Attack (Myocardial Infarction)
Life After Your Heart Attack
Emotional Issues/ Mood Problems
One of the fears-if not the major one-after a heart attack is the fear of dying. In the aftermath of a heart attack, emotional problems facing a person may revolve around loss of health, money (medical and hospital bills), loss of the strong husband-provider role, and loss of control.
It is natural for your loved one to feel some amount of panic just before you are discharged after a heart attack. The future may look bleak. Your loved one may also blame himself/herself for your heart attack. He/she may feel that you should have been taken care of better. Talk it over. Make sure that your partner recognizes that it is not his/her fault. It does not help to delve on the past and on the negatives. It is important to move on and face the future.

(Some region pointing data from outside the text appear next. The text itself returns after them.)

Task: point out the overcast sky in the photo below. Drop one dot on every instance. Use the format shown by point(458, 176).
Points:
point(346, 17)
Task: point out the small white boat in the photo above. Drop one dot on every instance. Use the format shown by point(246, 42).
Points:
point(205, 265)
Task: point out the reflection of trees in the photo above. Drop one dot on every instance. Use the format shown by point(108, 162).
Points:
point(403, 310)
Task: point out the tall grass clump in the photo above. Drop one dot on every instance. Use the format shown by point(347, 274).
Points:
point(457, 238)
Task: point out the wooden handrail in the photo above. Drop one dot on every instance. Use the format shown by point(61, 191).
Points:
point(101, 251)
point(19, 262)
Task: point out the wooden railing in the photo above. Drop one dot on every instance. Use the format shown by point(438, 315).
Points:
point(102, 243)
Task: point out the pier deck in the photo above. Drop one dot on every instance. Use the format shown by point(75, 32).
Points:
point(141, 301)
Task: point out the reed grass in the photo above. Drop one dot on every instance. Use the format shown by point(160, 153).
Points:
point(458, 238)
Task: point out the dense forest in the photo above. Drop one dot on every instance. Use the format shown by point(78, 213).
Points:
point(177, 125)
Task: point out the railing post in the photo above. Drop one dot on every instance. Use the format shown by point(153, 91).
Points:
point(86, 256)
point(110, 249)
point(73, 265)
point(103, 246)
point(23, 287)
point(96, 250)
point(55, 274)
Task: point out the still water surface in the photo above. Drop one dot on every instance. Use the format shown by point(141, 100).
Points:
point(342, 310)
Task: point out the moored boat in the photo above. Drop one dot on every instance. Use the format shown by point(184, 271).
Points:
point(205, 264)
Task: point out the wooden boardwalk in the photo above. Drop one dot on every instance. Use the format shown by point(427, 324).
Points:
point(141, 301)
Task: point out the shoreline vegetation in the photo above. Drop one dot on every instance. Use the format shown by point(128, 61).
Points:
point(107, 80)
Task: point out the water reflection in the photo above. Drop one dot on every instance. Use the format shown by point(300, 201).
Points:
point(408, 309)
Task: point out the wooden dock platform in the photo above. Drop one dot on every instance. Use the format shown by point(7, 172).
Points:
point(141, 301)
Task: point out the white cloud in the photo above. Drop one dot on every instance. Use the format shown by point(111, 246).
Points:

You have been given a second chance. Look forward and not backward.
Talk to your spouse about the future division of responsibilities and planning for future - who will take care of what, how the day-to- day responsibilities will be divided, etc. You have to draw on your friends to help you go through the initial period, especially if you have small children.

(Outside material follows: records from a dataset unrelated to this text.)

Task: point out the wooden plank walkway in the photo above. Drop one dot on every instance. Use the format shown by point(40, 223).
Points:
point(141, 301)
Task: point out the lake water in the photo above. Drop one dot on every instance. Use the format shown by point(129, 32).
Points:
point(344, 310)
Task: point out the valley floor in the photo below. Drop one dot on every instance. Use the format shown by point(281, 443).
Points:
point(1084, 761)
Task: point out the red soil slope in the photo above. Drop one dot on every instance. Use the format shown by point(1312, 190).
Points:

Some people may feel depressed. You may also experience anger, frustration, doubt, and fear. Some people may lose their self confidence. Your loved ones may also experience similar feelings. These will slowly disappear with time. Talk with your family and friends about how you feel. Sometimes talking about your heart attack and recovery may help. Joining a support group and getting counseling may be a good idea. The role of the husband and wife will change permanently after one of the partners had a heart attack. It will never be the same again.
Ultimately, the responsibility for getting on with living rests with the person who has suffered the heart attack. Before it is all over, both parties are liable to feel angry. In fact, anger in a recovering heart patient is as normal as
depression. The person who has had the heart attack and the person who is providing the care can both feel sorry and angry at the same time. They may feel sorry for what has happened, angry that it has happened to them, and helpless (or remorse) that they could not prevent it. Accept the feelings for what they are. Talk it with your partner. It will help. Don't get into a shouting match. It can strain the heart in more ways than one.